Non è più un governo, ma se si capisce ciò che non è più, non è chiaro ciò che non è ancora: “Fino alla scorsa settimana — dice uno dei più alti in grado della Lega — l’idea era di fare un rimpasto dopo le Europee e di riscrivere l’agenda economica, tenendo conto dei mutati rapporti di forza. Adesso si vive alla giornata”.
La verità è che un “piano” definito ancora non c’è. E c’è una sola giornata che conta, il 26 maggio perchè fino ad allora continuerà questo spettacolo, con sempre maggiore veemenza, ma non succederà niente in termini di governo.
Però è un fatto che Giancarlo Giorgetti, parlando con più di un collega di partito, ha assicurato che, se si arriva alla rottura, “Mattarella non ha intenzione di mettersi di traverso, a questo punto le elezioni anticipate le darebbe”.

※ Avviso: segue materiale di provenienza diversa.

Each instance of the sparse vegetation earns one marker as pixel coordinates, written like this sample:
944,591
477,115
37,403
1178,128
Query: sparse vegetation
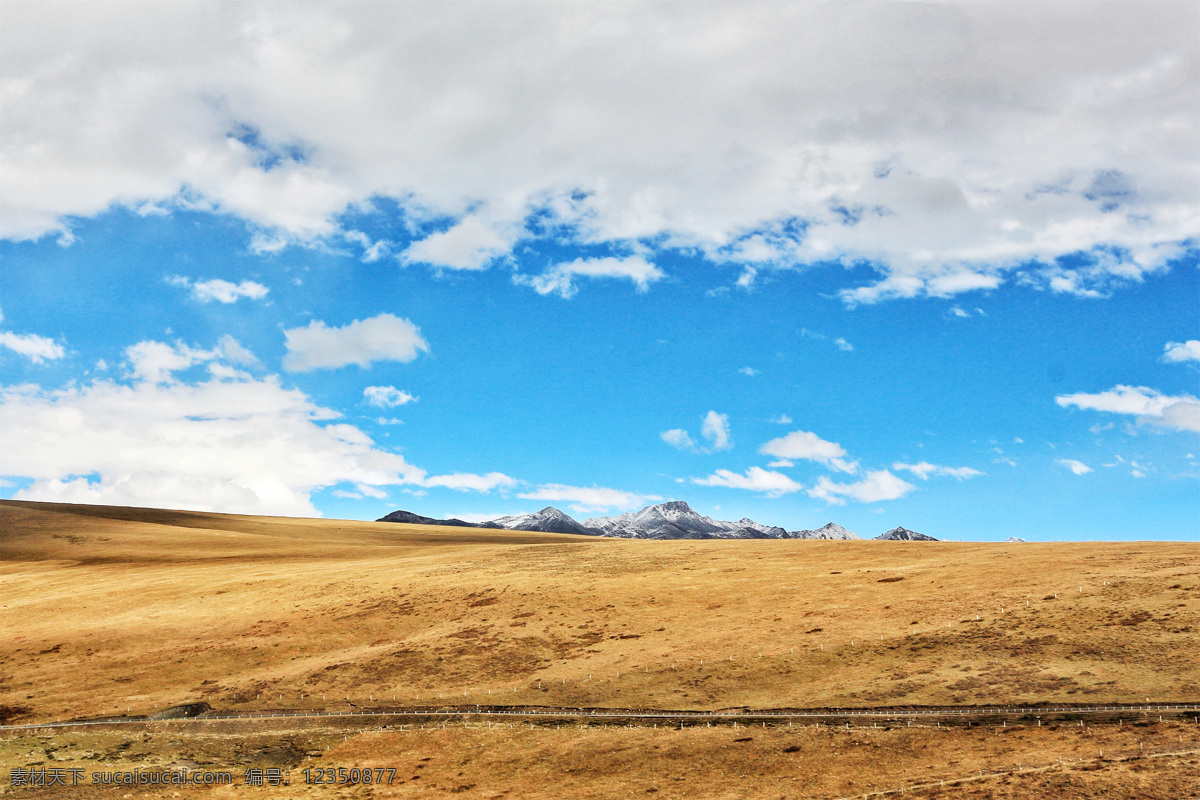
117,611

Il capo dello Stato non ha avuto contatti diretti in questi giorni con leader o ambasciatori, perchè proprio la delicatezza del clima lo spinge a stare più lontano dalla discussione per non dare l’impressione di propendere per una o per l’altra soluzione. Ma proprio in questi giorni, i consiglieri sono stati terminali di più contatti e telefonate. E a Giorgetti hanno detto che, in caso di rottura, di fronte a una maggioranza per lo scioglimento è chiaro che il capo dello Stato ne prenderebbe atto, anche con consultazioni lampo e senza fare tentativi di incarichi esplorativi.
C’è un solo ma, che riguarda l’interesse nazionale: “È chiaro — ha spiegato il sottosegretario alla presidenza — che vuole garanzie sui conti”.
Il che equivale a dire che, ad esempio a novembre, in piena sessione di bilancio sarebbe irresponsabile.
E questo è l’altro aspetto del guado: calendario alla mano, per votare i primi di luglio (prima cioè che il paese sia sotto gli ombrelloni) bisognerebbe sciogliere i primi di maggio, dunque è già tardi per una crisi e un giro di consultazioni.
Per votare a ottobre, invece, bisogna sciogliere entro l’inizio di agosto. E chissà se è un caso che quella parola “elezioni” è stata invocata anche dal segretario del Pd Nicola Zingaretti, proprio oggi.
Perchè le elezioni si chiedono quando c’è la possibilità che poi l’eventualità si verifichi, altrimenti è uno sparare a salve inutile.
Questa possibilità , per la prima volta, è concreta. Il problema è il “come”. La “mossa”. Ora Salvini è nel guado.
È il primo a sapere che se la sbaglia viene risucchiato dal gorgo.